L’idée était dans l’air depuis longtemps. Elle faisait peur, tant son application constituait un tournant irréversible. Déchoir de sa nationalité française un jeune français d’origine étrangère, impliqué dans des activités terroristes, avait suscité un vif débat entre une droite qui voulait rajouter cette mesure à son arsenal répressif contre le phénomène de radicalisation qui touche des milliers de jeunes français et une gauche qui conservait des relents d’égalitarisme républicain et qui craignait qu’une telle voie ne fissure le pacte national.
Par Mustapha Tossa
Le tournant psychologique et politique a sans doute eu lieu avec les attentats contre Charlie Hebdo et la supérette casher. Même s’il n’y a pas de lien mécanique entre la validation du conseil constitutionnel et les attentats de Paris, une sorte de grande césure a opéré au sein de l’approche française. Comment lutter contre ce monstre invisible qui séduit, lave les cerveaux et embrigade des jeunes français pour les transformer en arme de guerre en Irak et en Syrie et en outils de terreur en Europe ? Comment stopper ce lugubre appel, amplifié par les réseaux sociaux, et qui s’empare des esprits les plus fragiles pour en faire des djihadistes?

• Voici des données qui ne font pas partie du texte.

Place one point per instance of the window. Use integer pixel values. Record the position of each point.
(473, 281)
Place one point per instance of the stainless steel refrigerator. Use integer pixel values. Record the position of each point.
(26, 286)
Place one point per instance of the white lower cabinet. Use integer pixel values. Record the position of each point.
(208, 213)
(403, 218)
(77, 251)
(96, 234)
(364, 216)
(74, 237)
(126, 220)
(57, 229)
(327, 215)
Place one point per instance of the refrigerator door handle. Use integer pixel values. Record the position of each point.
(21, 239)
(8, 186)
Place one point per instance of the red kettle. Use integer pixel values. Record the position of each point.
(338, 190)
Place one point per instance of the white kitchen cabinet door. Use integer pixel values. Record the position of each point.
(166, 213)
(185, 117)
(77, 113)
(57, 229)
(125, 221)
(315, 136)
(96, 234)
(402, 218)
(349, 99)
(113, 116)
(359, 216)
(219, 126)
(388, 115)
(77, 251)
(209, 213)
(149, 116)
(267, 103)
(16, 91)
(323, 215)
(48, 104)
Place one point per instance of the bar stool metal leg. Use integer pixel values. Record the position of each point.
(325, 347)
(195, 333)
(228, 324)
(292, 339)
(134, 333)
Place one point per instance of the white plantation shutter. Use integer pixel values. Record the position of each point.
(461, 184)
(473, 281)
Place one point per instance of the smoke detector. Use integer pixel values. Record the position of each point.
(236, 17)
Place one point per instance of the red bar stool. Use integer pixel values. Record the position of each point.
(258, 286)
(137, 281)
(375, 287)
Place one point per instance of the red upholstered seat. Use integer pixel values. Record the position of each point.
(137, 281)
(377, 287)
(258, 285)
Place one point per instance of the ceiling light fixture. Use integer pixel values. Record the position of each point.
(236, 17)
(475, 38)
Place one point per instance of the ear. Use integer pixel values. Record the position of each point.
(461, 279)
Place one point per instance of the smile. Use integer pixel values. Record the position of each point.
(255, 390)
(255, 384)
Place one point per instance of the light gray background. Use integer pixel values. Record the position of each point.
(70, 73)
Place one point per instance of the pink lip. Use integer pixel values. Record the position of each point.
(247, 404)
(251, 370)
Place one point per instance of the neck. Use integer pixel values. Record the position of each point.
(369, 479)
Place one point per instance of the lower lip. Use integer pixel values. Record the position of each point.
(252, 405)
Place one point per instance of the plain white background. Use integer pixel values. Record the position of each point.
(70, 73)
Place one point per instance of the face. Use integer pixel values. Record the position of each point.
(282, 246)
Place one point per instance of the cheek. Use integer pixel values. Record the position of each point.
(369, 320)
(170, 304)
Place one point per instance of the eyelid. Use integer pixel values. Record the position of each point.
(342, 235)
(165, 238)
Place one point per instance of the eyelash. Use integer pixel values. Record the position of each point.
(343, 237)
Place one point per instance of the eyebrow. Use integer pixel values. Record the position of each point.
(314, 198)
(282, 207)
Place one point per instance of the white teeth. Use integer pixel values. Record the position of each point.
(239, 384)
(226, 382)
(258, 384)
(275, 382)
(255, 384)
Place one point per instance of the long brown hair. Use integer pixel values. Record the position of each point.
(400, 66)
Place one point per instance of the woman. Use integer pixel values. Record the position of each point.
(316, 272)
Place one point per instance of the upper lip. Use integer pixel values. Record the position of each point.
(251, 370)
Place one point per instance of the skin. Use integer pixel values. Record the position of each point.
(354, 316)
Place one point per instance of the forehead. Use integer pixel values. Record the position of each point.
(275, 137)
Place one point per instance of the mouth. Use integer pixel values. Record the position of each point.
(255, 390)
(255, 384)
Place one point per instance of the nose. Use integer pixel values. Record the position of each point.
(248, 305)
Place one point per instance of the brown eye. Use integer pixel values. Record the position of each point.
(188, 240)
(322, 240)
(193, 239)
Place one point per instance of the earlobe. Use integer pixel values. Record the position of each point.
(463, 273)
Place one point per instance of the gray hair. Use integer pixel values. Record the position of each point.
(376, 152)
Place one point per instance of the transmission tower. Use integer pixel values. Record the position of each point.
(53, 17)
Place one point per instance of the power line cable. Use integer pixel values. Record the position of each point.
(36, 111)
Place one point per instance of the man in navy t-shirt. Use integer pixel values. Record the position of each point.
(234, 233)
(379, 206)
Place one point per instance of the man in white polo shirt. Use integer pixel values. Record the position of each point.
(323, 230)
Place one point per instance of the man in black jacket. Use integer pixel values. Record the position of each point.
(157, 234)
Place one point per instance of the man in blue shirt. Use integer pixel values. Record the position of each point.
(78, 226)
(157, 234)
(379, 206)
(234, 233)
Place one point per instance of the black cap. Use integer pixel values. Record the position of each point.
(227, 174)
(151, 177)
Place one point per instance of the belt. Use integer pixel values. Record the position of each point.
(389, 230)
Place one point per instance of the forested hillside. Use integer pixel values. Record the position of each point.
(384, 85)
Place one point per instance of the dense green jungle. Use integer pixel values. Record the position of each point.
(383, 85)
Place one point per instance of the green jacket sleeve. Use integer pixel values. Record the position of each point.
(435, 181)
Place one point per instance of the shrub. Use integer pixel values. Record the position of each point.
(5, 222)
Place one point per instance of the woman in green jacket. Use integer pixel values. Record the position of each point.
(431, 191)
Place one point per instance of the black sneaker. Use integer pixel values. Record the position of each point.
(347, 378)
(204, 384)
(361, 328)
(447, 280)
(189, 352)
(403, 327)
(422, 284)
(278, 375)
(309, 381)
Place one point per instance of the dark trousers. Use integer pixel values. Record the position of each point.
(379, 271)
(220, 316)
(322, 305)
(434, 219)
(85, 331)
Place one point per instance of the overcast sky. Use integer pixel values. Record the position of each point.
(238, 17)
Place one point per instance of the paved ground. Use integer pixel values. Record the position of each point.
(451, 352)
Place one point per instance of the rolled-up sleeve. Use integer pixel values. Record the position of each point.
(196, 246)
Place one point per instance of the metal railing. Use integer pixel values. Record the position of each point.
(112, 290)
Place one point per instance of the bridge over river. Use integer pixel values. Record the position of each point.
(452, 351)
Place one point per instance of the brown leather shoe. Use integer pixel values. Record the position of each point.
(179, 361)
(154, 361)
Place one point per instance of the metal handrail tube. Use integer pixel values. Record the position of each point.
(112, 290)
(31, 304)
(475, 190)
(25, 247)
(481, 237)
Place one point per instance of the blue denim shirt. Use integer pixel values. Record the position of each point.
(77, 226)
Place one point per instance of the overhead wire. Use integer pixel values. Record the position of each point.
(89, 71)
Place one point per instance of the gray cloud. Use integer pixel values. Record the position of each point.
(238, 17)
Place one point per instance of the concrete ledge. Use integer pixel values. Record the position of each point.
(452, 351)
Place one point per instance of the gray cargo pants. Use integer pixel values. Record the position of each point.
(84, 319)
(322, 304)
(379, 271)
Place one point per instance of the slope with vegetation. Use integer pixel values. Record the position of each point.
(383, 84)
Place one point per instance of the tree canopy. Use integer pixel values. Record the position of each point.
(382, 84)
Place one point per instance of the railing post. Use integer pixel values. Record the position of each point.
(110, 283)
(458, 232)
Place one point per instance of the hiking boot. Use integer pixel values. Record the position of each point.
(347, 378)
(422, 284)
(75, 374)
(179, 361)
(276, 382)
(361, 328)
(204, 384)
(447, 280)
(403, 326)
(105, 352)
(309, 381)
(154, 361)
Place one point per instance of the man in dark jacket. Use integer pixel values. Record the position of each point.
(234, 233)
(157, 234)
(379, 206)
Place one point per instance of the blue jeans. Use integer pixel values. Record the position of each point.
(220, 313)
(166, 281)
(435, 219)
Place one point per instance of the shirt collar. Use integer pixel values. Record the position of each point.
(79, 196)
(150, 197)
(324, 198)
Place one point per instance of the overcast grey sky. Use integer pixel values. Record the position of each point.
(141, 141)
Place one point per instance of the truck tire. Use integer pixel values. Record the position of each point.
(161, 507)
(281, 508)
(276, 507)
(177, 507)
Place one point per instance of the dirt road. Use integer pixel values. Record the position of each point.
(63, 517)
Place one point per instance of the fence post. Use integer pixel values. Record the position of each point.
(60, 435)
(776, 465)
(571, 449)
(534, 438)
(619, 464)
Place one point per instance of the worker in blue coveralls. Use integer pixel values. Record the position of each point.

De nombreuses pistes, relativement traditionnelles, ont été proposés, allant du contrôle d’Internet au processus de" déradicalisation", passant par une attention particulière prêté au monde carcéral pointé comme un lieu de formation et d’initiation au Jihad. Celle de la déchéance de la nationalité traduit une envie d’aller très loin dans l’éradication des comportements terroristes. La droite a bruyamment applaudi la mesure et appelle à lui donner une pérennité institutionnelle dans le cadre d’une loi pour que son effet dissuasif fonctionne efficacement. Laurent Wauquiez, secrétaire général de l’UMP, fut le premier à dégainer: "Il ne peut plus y avoir de débat sur ce sujet: il ne peut y avoir de place sur le territoire de la République pour les terroristes qui ont déclaré la guerre à la France et à son mode de vie".
Sonnée par les attentats contre Charlie Hebdo, la gauche morale et républicaine a observé un silence gêné. Des commentaires timides ont tenté d’alerter l’opinion que si sa lutte impitoyable et déterminée l’emmène vers ces solutions, les prometteurs de la démarche terroriste peuvent se frotter les mains d’avoir réussi à faire bouger les lignes rouges du pacte républicain. Le ministre de l’intérieur Bernard Cazeneuve fut un de ceux qui ont pris conscience de ce risque :"La lutte contre le terrorisme doit se faire dans le principe général du droit, des principes constitutionnels et des libertés publiques (…) Autrement nous organiserions la victoire des terroristes face à la démocratie et à la République".
D’autant que cette mesure ne touche que les binationaux et non les français "d’origine". Pour ces nationaux, Manuel Valls a invité ses pairs à une réflexion sur une peine qui porterait l’intitulé " d’indignité nationale" et qui serait l’équivalent de la déchéance de nationalité pour les binationaux. Mais cette peine aussi ne semble pas susciter une unanimité. Christiane Taubira, ministre de la Justice, a fait part de ses réserves qui en disent long sur les fractures à venir : " Ce n’est pas un symbole que moi j’aurais revendiqué (…) Ça serait effectivement un acte symbolique mais les symboles portent leur charge".
La déchéance de la nationalité jette un effroi sur les grandes consciences républicaines françaises. La grande angoisse est que, aveuglées par une guerre légitime contre les promoteurs de la terreur, les structures de l’Etat ne puissent commettre des injustices et des erreurs qui plongeraient la mémoire collective dans les plus sombres heures de son histoire. Déchoir serait d’une grande régression qui signerait aussi la victoire des terroristes.